Mohammed Hasan, a 16-year old student wounded in both feet, said: “We want on this occasion to remind America and the whole world that we have a right to return to our country”.
The United States State Department on Sunday expressed its concern over the clashes.
“We are deeply troubled by events that took place earlier today in the Golan Heights resulting in injuries and the loss of life,” the State Department said in a statement.
“We call for all sides to exercise restraint. Provocative actions like this should be avoided.”
The US statement emphasised that “Israel, like any sovereign nation, has a right to defend itself”.
The recent protests are designed to draw attention to the plight of Palestinian refugees who fled or were expelled from their homes during Israel’s war of independence in 1948.
Now, around half a million Palestinian refugees live across 13 camps in Syria.
Deflecting attention
Avital Leibovich, the Israeli army’s spokesman, told Al Jazeera: “We [the military] saw near 12 noon an angry mob of a few hundreds of Syrians trying to reach the border fence between Israel and Syria.

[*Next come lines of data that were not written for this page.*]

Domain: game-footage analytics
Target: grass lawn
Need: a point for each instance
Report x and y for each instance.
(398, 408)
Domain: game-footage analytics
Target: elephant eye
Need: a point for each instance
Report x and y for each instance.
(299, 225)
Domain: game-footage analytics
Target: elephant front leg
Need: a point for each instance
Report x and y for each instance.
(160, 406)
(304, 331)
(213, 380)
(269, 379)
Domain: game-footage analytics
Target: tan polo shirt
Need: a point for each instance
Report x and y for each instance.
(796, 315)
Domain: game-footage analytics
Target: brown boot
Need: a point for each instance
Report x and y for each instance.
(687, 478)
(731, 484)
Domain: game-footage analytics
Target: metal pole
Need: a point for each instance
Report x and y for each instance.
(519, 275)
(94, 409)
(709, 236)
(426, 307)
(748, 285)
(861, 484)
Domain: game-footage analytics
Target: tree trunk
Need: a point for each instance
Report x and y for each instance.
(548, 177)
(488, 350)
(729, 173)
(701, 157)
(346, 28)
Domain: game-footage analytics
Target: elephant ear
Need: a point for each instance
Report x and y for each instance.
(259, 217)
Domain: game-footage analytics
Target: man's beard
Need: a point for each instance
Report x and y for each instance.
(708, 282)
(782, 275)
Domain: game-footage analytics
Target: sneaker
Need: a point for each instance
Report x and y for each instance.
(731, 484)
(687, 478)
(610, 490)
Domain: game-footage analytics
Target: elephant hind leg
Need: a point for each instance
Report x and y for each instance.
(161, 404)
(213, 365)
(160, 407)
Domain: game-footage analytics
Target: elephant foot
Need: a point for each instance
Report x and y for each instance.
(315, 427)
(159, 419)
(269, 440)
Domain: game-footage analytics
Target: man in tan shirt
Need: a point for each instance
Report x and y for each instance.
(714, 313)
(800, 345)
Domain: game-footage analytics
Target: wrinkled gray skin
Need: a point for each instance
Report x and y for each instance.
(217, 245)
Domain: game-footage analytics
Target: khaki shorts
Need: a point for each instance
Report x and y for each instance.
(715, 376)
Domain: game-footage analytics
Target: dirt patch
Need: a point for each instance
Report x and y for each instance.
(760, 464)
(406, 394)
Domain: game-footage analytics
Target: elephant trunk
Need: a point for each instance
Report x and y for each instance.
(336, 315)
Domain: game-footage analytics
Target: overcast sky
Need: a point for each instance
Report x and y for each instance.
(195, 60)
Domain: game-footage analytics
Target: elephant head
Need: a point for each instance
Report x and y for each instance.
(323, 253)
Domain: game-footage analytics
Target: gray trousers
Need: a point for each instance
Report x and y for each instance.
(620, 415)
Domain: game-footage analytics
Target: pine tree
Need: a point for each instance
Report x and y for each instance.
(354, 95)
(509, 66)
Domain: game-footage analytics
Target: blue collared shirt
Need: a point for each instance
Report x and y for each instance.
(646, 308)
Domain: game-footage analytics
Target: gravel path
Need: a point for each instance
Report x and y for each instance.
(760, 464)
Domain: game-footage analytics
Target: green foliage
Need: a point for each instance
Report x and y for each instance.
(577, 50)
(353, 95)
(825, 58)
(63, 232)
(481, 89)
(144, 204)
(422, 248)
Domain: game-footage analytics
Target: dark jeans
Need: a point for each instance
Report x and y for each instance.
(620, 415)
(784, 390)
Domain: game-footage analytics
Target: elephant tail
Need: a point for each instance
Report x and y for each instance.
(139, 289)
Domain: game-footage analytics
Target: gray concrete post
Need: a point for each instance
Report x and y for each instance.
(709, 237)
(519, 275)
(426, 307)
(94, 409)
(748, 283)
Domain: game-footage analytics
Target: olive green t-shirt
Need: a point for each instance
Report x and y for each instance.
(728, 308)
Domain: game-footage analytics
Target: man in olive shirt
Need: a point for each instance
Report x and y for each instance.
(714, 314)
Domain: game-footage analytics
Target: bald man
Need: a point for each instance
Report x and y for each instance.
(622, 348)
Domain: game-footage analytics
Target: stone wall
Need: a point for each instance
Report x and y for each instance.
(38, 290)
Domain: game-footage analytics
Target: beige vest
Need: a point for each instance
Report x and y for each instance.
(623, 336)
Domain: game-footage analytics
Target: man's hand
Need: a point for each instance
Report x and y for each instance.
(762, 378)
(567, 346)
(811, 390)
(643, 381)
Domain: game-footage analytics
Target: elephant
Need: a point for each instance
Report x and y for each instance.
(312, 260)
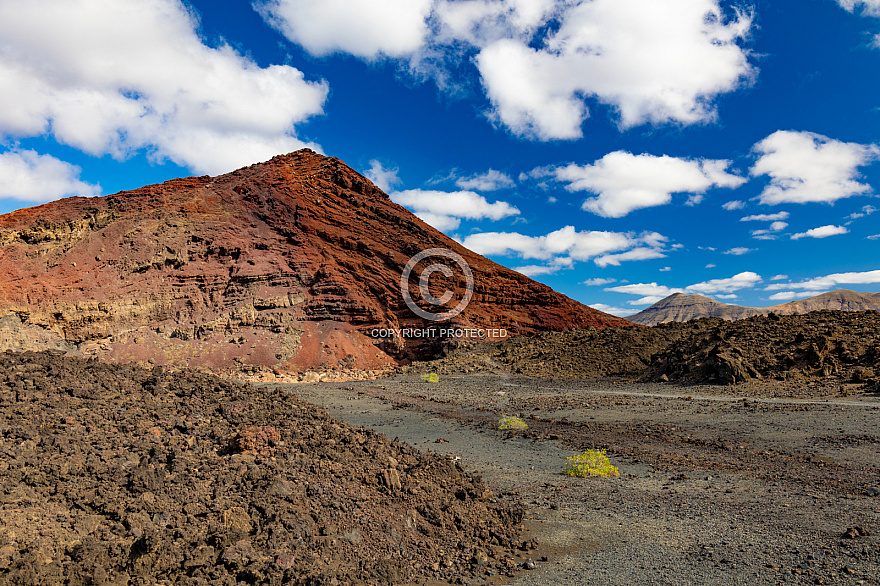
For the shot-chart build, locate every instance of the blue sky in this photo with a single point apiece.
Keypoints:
(616, 150)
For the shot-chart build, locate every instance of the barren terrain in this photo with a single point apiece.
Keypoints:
(715, 488)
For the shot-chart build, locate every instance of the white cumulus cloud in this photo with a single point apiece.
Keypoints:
(598, 282)
(625, 182)
(806, 167)
(830, 281)
(365, 28)
(643, 253)
(119, 76)
(765, 217)
(653, 61)
(771, 232)
(491, 180)
(563, 247)
(652, 292)
(385, 179)
(821, 232)
(790, 295)
(540, 61)
(29, 176)
(868, 7)
(733, 205)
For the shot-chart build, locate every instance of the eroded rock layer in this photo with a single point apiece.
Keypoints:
(287, 265)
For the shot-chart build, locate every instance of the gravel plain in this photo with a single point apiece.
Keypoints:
(715, 488)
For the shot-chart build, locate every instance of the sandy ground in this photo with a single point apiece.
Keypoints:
(714, 488)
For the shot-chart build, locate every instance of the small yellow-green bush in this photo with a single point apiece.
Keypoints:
(512, 422)
(590, 463)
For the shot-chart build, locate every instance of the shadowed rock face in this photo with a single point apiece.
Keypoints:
(679, 307)
(286, 264)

“We did three steps. We first warned them verbally, we told them not to get close to the fence in order for them not to endanger their lives.
“When this failed, we fired warning shots into the air. When this failed, we had to open fire selectively at their feet in order to prevent an escalation.”
The Israeli military accused the Syrian government of instigating the protests to deflect attention from its bloody crackdown of a popular uprising at home.
“This is an attempt to divert international attention from the bloodbath going on in Syria,” said Leibovich.
Israel had vowed to prevent a repeat of a similar demonstration last month, in which hundreds of people burst across the border into Israeli-controlled Golan Heights.
More than a dozen people were killed in that unrest, in which protesters had gathered to mark the 63rd anniversary of the “Nakba day”, to mark the expulsion of an estimated 700,000 Palestinians following Israel’s 1948 declaration of statehood.